Nun ging es natürlich noch um den Wagen, den hätten wir nicht mehr verschwinden lassen können, deshalb sagte Vater schnell, damit hätten wir vor einer halben Stunde eine Typhuskranke aus dem Krankenhaus abgeholt. So recht glaubte er das wohl nicht, wollte Vater beiseite schieben und ins Zimmer gehen. Da trat wieder unser Schutzengel in Aktion!
In dem Moment, wo er zur Türklinke griff, wurde die Tür von innen geöffnet und heraus kam unsere Lehrerin in voller Rotkreuzuniform. Verdutzt fragte er auf Russisch, ob sie Krankenschwester sei. Da sie aus Riga kam, sprach sie natürlich auch perfekt Russisch und sie antwortete kurz und selbstbewusst mit Da
(ja)! Und dann fragte er weiter, was sie denn hier mache. Sie hatte natürlich den Dialog mit angehört, den Vater mit dem Kosaken geführt hatte, griff sofort den Faden auf und erklärte, dort drinnen läge eine Typhuskranke, die sie betreue und sie lächelte vieldeutig. Den Russen begleitete ein großer Hund, der auf dem Boden lag und hechelte. Ob er beißen würde, fragte die Lehrerin und beugte sich über ihn, der sah sie treu an und dann streichelte sie ihn.

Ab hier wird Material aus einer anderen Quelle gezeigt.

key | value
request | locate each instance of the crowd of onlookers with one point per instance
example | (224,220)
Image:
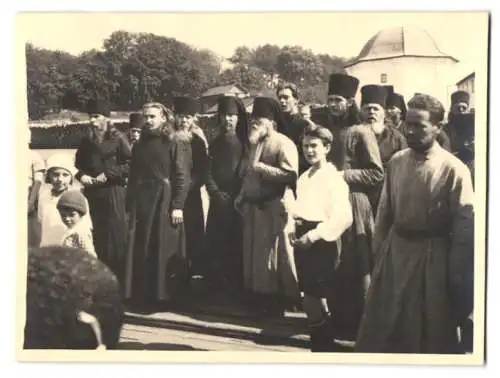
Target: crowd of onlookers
(360,216)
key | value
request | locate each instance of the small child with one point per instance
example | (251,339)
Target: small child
(322,213)
(59,179)
(72,207)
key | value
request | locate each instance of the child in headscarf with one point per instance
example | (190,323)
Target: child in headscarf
(59,179)
(72,207)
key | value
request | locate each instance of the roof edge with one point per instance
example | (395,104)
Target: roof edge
(400,56)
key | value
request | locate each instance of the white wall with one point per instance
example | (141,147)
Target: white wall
(408,75)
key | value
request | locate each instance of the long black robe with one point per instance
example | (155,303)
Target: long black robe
(224,223)
(193,209)
(355,151)
(390,141)
(295,128)
(110,156)
(157,267)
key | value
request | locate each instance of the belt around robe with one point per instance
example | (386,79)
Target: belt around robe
(409,234)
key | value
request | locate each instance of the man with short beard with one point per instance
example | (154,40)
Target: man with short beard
(423,237)
(288,96)
(265,202)
(389,139)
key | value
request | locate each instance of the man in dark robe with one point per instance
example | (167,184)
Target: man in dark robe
(136,122)
(288,96)
(160,177)
(423,235)
(103,161)
(228,153)
(265,202)
(73,301)
(357,156)
(464,126)
(185,111)
(340,113)
(390,140)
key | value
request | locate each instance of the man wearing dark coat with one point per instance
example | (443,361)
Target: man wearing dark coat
(185,112)
(288,96)
(160,177)
(424,233)
(228,154)
(103,161)
(357,157)
(390,139)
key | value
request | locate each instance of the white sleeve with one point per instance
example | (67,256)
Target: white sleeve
(339,212)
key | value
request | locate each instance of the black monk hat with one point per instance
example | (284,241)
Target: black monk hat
(460,96)
(397,100)
(389,89)
(98,106)
(186,105)
(464,124)
(343,85)
(228,105)
(373,94)
(136,121)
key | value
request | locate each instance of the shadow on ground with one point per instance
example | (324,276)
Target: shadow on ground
(134,345)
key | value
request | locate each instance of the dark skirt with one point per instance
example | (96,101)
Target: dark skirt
(315,265)
(225,244)
(194,224)
(347,302)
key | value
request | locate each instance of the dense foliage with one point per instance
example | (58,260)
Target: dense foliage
(133,68)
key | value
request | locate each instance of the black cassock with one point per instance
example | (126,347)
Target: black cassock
(110,156)
(157,267)
(193,209)
(224,223)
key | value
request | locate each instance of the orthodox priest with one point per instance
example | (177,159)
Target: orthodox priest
(102,161)
(296,125)
(228,154)
(185,112)
(390,139)
(265,203)
(160,178)
(423,236)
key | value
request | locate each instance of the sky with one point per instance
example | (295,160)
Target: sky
(462,35)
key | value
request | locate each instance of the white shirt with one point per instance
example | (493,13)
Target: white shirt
(324,197)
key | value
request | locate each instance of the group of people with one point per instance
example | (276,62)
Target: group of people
(361,216)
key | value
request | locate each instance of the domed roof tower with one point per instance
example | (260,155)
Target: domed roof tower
(399,42)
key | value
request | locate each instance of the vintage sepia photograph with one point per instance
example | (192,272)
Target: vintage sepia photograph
(231,182)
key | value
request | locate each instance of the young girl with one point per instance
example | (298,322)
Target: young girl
(72,207)
(322,213)
(59,179)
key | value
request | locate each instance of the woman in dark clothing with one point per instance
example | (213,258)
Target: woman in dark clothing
(103,161)
(157,268)
(185,110)
(357,156)
(228,152)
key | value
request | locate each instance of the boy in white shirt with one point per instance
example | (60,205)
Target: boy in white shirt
(322,213)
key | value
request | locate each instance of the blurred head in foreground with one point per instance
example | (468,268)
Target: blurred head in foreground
(73,301)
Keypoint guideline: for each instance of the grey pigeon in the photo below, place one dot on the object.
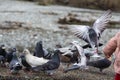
(51, 65)
(92, 34)
(40, 51)
(15, 65)
(101, 64)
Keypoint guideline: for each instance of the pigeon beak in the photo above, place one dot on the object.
(74, 67)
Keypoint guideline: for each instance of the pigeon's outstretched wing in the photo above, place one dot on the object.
(101, 23)
(80, 31)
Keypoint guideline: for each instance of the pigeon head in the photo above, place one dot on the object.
(92, 37)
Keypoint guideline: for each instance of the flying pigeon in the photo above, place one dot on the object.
(101, 64)
(24, 63)
(9, 54)
(15, 64)
(33, 61)
(51, 65)
(92, 34)
(41, 52)
(2, 60)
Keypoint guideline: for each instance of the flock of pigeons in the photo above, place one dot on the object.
(42, 60)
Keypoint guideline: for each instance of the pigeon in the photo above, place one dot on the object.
(92, 34)
(9, 54)
(41, 52)
(15, 65)
(101, 64)
(24, 63)
(33, 61)
(51, 65)
(2, 50)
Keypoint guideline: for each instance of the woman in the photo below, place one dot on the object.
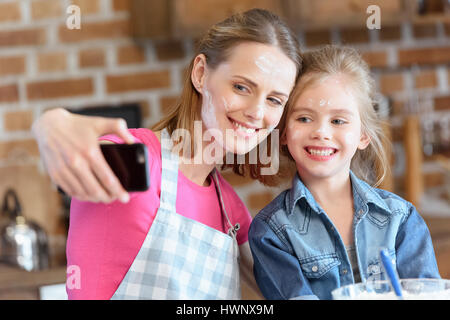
(239, 81)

Als der Kosak dies sah, brüllte er sie an, sie solle den Hund in Frieden lassen, machte kehrt, zog den Rappen aus der Diele, rauf auf das schwitzende Pferd und ritt wie der Leibhaftige vom Hof. Jetzt wollte er weder Pferd noch Wagen. Der Hund stand noch in der Diele. Ein Pfiff und raus war auch der.
Nach einer Schrecksekunde schnappten wir uns den Wagen und zogen ihn schnell zu der Eigentümerin rüber. Scheunentor auf, ruck zuck wieder zu, und weg war der Wagen. Das sollte uns nicht noch einmal passieren!
Unsere Schlunzsuppe haben wir dann doch kalt essen müssen, aber sie hat uns nach diesem Vorfall köstlich geschmeckt.